Several companies are already moving in this direction. Google has been developing Med-PaLM, a medical-specific large language model trained on curated clinical data, and has published research showing improved accuracy over general-purpose models on medical benchmarks. Microsoft, through its partnership with OpenAI and its own healthcare AI initiatives, has similarly invested in clinically validated tools. But these specialized models remain largely in research and pilot phases, while the general-purpose chatbots that millions of people actually use for health questions continue to operate without medical-grade safeguards.
The Path Forward: Better Tools, Better Warnings, Better Access
The medical community is not monolithically opposed to AI in healthcare. Many physicians see enormous promise in AI-assisted diagnostics, administrative automation, and clinical decision support. The concern is specifically about unmediated, unsupervised use of general-purpose chatbots for individual health decisions — a use case the tools were never designed for but that has become one of their most common applications.

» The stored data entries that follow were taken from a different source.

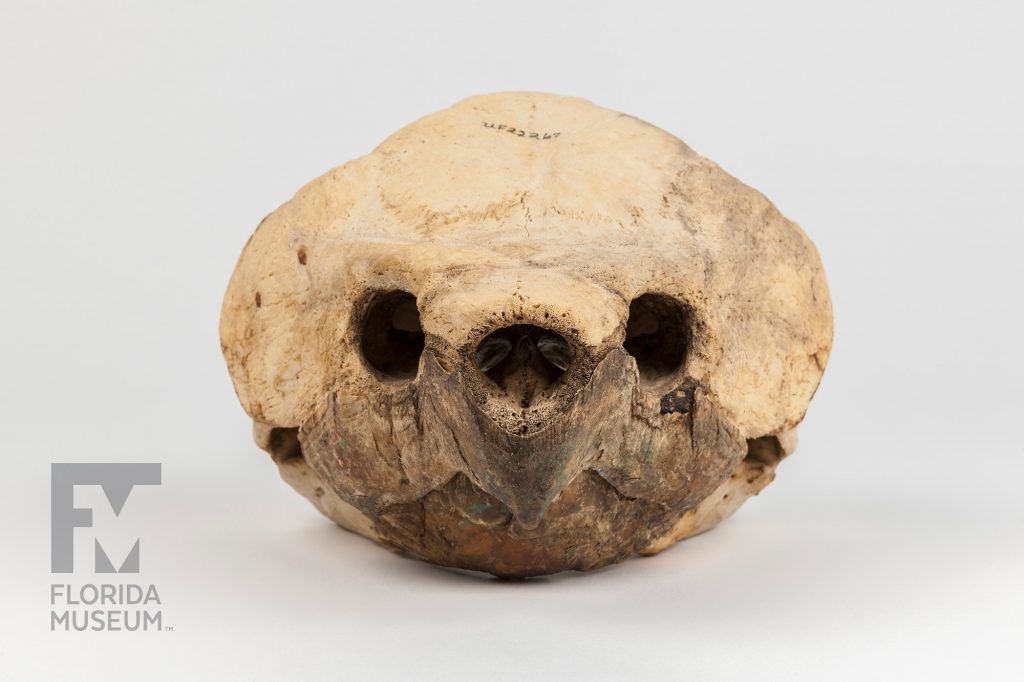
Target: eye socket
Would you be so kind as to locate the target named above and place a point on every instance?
(657, 335)
(391, 338)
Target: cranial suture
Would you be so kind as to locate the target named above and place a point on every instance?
(523, 352)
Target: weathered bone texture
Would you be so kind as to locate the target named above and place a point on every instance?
(527, 334)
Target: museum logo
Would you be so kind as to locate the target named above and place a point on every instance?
(98, 606)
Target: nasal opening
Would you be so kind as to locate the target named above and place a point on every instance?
(523, 359)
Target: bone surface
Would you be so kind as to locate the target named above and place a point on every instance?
(527, 334)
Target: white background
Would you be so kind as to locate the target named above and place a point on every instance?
(140, 143)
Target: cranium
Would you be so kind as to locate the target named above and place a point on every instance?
(527, 334)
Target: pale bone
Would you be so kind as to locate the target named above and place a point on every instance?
(489, 218)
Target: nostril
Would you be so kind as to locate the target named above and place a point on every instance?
(523, 353)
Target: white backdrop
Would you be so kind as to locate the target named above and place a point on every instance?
(140, 143)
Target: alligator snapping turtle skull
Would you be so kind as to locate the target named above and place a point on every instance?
(527, 334)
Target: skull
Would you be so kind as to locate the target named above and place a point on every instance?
(524, 335)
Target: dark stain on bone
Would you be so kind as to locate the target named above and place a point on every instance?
(679, 400)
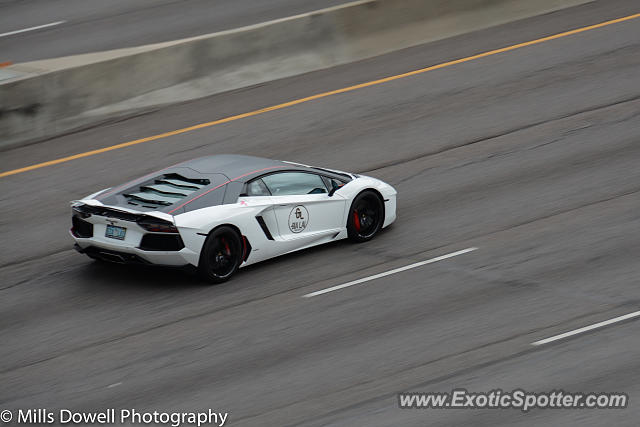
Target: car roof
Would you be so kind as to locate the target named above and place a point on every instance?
(238, 167)
(205, 181)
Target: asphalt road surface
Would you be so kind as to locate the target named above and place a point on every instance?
(529, 155)
(39, 29)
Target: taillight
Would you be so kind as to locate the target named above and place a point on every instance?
(157, 225)
(80, 211)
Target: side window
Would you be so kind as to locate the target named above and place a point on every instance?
(257, 188)
(290, 183)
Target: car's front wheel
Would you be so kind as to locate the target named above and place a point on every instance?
(366, 216)
(221, 255)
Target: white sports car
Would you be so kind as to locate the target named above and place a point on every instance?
(220, 213)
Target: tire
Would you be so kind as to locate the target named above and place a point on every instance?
(221, 255)
(366, 216)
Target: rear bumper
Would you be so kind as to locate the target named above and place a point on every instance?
(131, 255)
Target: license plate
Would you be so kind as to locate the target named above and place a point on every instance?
(115, 232)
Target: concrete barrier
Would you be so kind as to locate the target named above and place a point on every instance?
(43, 98)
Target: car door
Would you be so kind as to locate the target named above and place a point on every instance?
(302, 206)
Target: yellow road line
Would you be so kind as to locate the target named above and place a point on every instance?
(316, 96)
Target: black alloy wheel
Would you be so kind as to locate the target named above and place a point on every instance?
(366, 216)
(221, 255)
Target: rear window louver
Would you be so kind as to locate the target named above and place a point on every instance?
(165, 191)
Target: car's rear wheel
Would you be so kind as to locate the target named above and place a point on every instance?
(221, 255)
(366, 216)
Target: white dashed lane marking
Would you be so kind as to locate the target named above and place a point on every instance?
(388, 273)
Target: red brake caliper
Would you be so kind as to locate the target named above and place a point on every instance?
(226, 247)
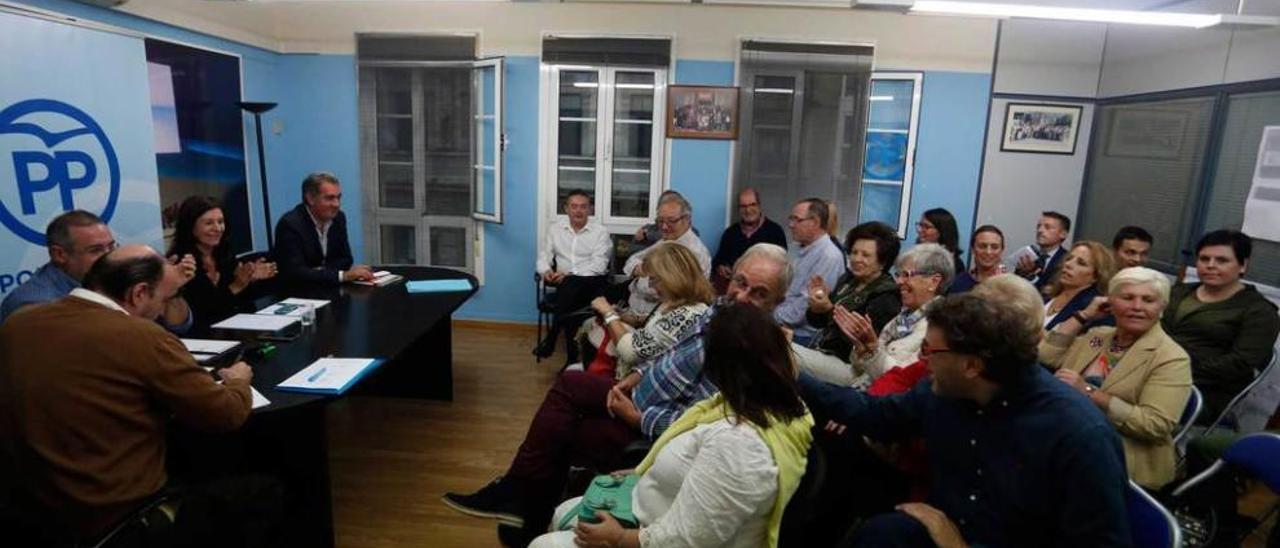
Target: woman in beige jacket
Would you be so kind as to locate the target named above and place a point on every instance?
(1133, 371)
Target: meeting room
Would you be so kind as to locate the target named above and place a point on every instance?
(639, 273)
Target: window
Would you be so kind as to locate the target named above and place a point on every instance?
(604, 124)
(432, 149)
(890, 160)
(804, 108)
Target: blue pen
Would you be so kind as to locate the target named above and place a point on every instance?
(316, 375)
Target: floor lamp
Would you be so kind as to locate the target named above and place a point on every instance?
(257, 109)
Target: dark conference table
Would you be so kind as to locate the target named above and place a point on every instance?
(288, 439)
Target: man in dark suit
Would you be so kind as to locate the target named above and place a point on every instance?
(1041, 261)
(311, 240)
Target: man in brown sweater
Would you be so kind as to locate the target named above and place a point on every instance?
(87, 384)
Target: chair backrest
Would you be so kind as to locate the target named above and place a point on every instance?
(1150, 524)
(1239, 397)
(1194, 403)
(1258, 455)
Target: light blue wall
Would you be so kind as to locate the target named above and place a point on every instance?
(510, 247)
(699, 168)
(949, 147)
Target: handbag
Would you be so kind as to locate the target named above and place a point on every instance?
(607, 493)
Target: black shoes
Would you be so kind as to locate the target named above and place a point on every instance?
(501, 499)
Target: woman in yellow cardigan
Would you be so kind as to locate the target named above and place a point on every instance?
(1133, 371)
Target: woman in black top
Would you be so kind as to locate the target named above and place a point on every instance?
(220, 282)
(937, 225)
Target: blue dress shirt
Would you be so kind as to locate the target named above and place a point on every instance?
(1038, 466)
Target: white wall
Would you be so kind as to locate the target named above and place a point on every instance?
(1018, 186)
(1050, 58)
(516, 28)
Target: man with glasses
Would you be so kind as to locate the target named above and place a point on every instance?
(1015, 456)
(818, 256)
(76, 240)
(752, 228)
(675, 222)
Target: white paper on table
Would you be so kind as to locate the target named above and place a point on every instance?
(209, 346)
(328, 373)
(256, 323)
(1262, 205)
(259, 400)
(295, 304)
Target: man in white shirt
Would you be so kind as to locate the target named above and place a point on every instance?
(675, 222)
(575, 259)
(817, 256)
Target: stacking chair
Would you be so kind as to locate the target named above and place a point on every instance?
(1150, 523)
(1226, 418)
(1256, 456)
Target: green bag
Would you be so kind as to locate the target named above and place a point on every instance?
(608, 493)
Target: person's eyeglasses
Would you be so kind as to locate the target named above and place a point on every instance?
(926, 350)
(905, 274)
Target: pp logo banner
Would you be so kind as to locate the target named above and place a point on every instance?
(54, 158)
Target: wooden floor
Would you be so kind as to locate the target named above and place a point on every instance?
(393, 459)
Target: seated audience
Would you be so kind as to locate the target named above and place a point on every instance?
(1132, 245)
(219, 286)
(1137, 375)
(922, 273)
(865, 288)
(817, 256)
(652, 233)
(937, 225)
(987, 247)
(86, 392)
(1018, 459)
(1083, 275)
(1040, 261)
(74, 240)
(1006, 288)
(685, 292)
(574, 259)
(752, 228)
(311, 240)
(1226, 327)
(723, 473)
(590, 419)
(675, 220)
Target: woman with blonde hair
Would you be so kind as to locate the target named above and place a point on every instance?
(1133, 371)
(1082, 277)
(684, 292)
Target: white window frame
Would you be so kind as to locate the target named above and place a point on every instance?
(912, 136)
(606, 97)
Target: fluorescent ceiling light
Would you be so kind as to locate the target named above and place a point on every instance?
(1086, 14)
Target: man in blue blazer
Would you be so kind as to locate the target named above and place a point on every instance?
(311, 240)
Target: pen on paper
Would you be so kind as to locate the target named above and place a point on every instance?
(316, 375)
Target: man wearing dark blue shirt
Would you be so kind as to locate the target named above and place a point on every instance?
(1016, 459)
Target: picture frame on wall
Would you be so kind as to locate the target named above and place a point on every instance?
(1148, 133)
(702, 112)
(1037, 127)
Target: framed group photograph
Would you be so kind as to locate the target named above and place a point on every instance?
(702, 112)
(1041, 128)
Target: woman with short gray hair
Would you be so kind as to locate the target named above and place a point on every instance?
(1133, 371)
(923, 273)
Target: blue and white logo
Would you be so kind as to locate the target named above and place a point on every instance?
(54, 158)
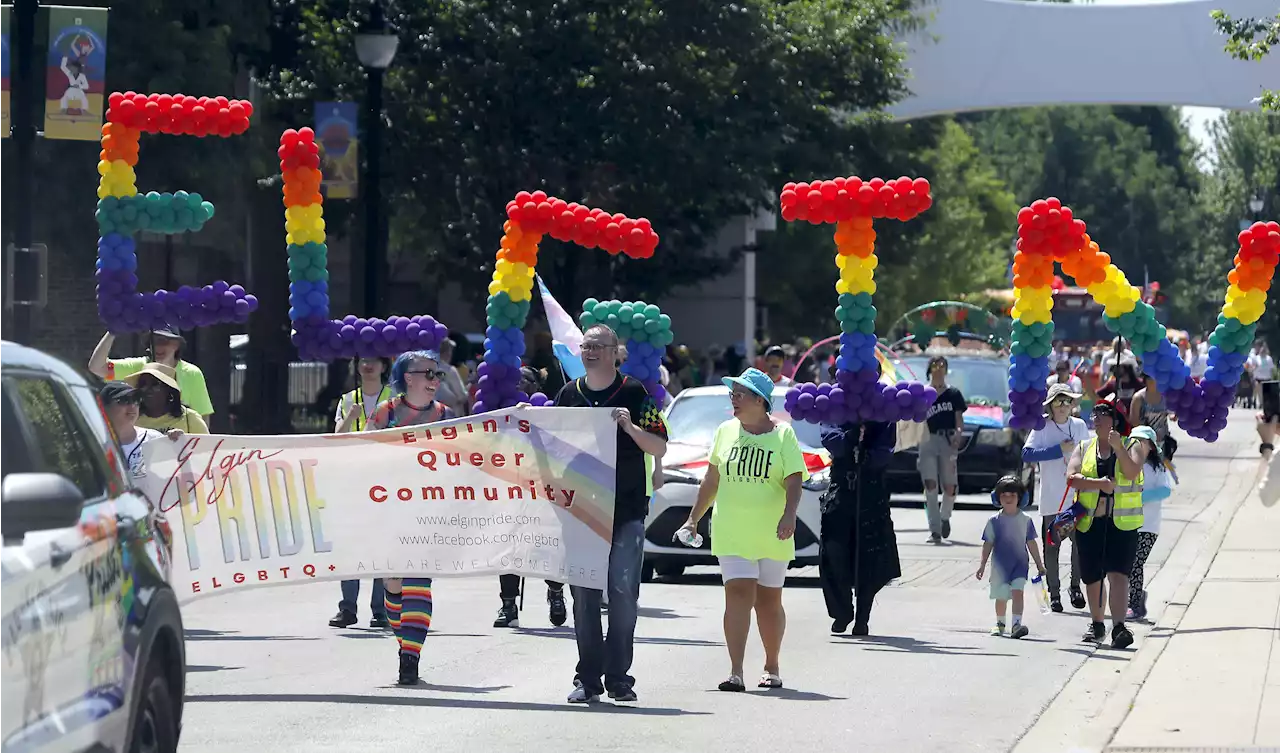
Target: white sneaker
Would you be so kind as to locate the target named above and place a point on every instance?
(581, 696)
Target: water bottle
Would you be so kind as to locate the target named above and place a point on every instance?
(689, 537)
(1041, 593)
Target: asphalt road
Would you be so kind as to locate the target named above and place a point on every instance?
(265, 671)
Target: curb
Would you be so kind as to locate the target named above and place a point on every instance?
(1095, 702)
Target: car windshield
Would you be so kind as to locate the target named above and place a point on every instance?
(981, 380)
(693, 419)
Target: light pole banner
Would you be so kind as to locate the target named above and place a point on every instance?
(338, 136)
(76, 78)
(525, 491)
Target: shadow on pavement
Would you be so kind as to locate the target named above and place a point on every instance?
(233, 635)
(439, 703)
(903, 644)
(567, 633)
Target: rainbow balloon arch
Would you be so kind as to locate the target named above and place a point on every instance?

As the TechRadar report made clear, the experts who were most alarmed were not Luddites resistant to technological change. They were clinicians who understand both the capabilities and the limitations of these systems and who see, in their daily practice, the real consequences when patients mistake AI fluency for medical expertise. The challenge ahead is not to ban AI from health conversations but to build systems, regulations, and public awareness campaigns that ensure people understand what these tools can and cannot do. Until then, every confident-sounding paragraph from ChatGPT about a patient’s chest pain or skin rash carries a risk that no disclaimer can fully mitigate — the risk that someone will trust the machine over the medicine, with consequences that only become clear when it is too late to course-correct.